Let's loop over our test examples to see how well we are doing.

In [46]:
all_gt_labels = []
all_predict_labels = []

for i, batch in enumerate(test_loader):
    batch_inputs = batch[0].to(device)
    batch_labels = batch[1].to(device)

    outputs = model.forward(batch_inputs) # Remember you have probability here, need to get labels
    out_labels = torch.argmax(outputs, dim=1).detach()

    # Let's save both GT and Prected labels for the Acuracy, F1-Score Calculation
    all_gt_labels.extend(batch_labels.tolist())
    all_predict_labels.extend(out_labels.tolist())
    # print(out_labels)
    # break

In [47]:
len(all_gt_labels), len(all_predict_labels)

(500, 500)

In [48]:
from sklearn.metrics import confusion_matrix, f1_score, accuracy_score

In [49]:
test_f1 = f1_score(all_gt_labels, all_predict_labels, average='macro')
test_acc = accuracy_score(all_gt_labels, all_predict_labels)

print("F1 Score : ", test_f1)
print("Accuracy Score : ", test_acc)

F1 Score :  0.8555469953775038
Accuracy Score :  0.856


In [50]:
print('Confusion Matrix')
print(confusion_matrix(all_gt_labels, all_predict_labels))

Confusion Matrix
[[228  33]
 [ 39 200]]


# Excercise



*   **Add Extra Hidden Layer**: Currently we have only one hidden/linear layer in the model. Modify it, by adding one more hidden/linear layer. You might have to incorporate another activation function also.
*   **Use Of Validation Set**: We have not used Validation set you should use validation set and monitors loss over epochs and stop training when loss keep increasing for continious 3 epochs
*   **Save output**: In practice, we need each test sentences and it's predicted output and ground truth label. Find a way to save model's output in a `csv` file having columns `text`, `label` (for ground truth) and `prediction` (for predcited output).
*   **Loss vs Epoch Plot**: It is always good practice to plot training and validation loss in a plot with respect to epoch to visually analyze the training process. Plot it, where epoch is X-axis and loss is Y-axis
*   **Using Embedding Layer**: Current setup in not optimal because vocabulary size is large and needs a very large projection. We could reduce this by adding an Embedding layer. Incorporate Embedding layer into your code. Emedding could learned by two different ways
  * Learn from scratch
  * Use pre-trained embedding like `word2vec`

  Implement both, take inspiration from https://colab.research.google.com/drive/1WUy4G2SsoLelrZDkO2I0v9tHx9x27NJK?usp=sharing#scrollTo=4wv875jUYtBD




**Note that all excercises are very important and will help you in the Assignment 2. I will ask submission in particular format and these help you in getting that.**


NOTE: here countvectorizer was used for preprocessing the data. You CANNOT use countvectrize in RNN.

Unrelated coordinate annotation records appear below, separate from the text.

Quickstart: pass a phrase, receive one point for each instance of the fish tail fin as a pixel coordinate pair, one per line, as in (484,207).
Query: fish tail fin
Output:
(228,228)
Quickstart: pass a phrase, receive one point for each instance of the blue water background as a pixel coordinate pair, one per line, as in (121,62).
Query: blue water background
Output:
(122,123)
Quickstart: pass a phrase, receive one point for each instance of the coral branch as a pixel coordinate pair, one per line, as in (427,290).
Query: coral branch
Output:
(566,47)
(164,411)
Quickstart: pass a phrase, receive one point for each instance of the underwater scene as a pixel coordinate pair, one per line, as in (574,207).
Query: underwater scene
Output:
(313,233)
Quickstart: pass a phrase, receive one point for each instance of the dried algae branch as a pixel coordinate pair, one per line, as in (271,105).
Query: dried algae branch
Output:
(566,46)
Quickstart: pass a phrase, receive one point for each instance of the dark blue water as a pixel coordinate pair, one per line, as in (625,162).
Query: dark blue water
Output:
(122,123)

in the above examples you could use word2vec, check the above link


use validation set to check the model. if the loss increasing in 3 epochs of the validation set then stop the training.

introduce a line of code whihc says if the next epoch loss is bigger then the previous one then stop the loop.

another example of problem is when performance start falling after each epoch on teh validation test then you overfit the training model.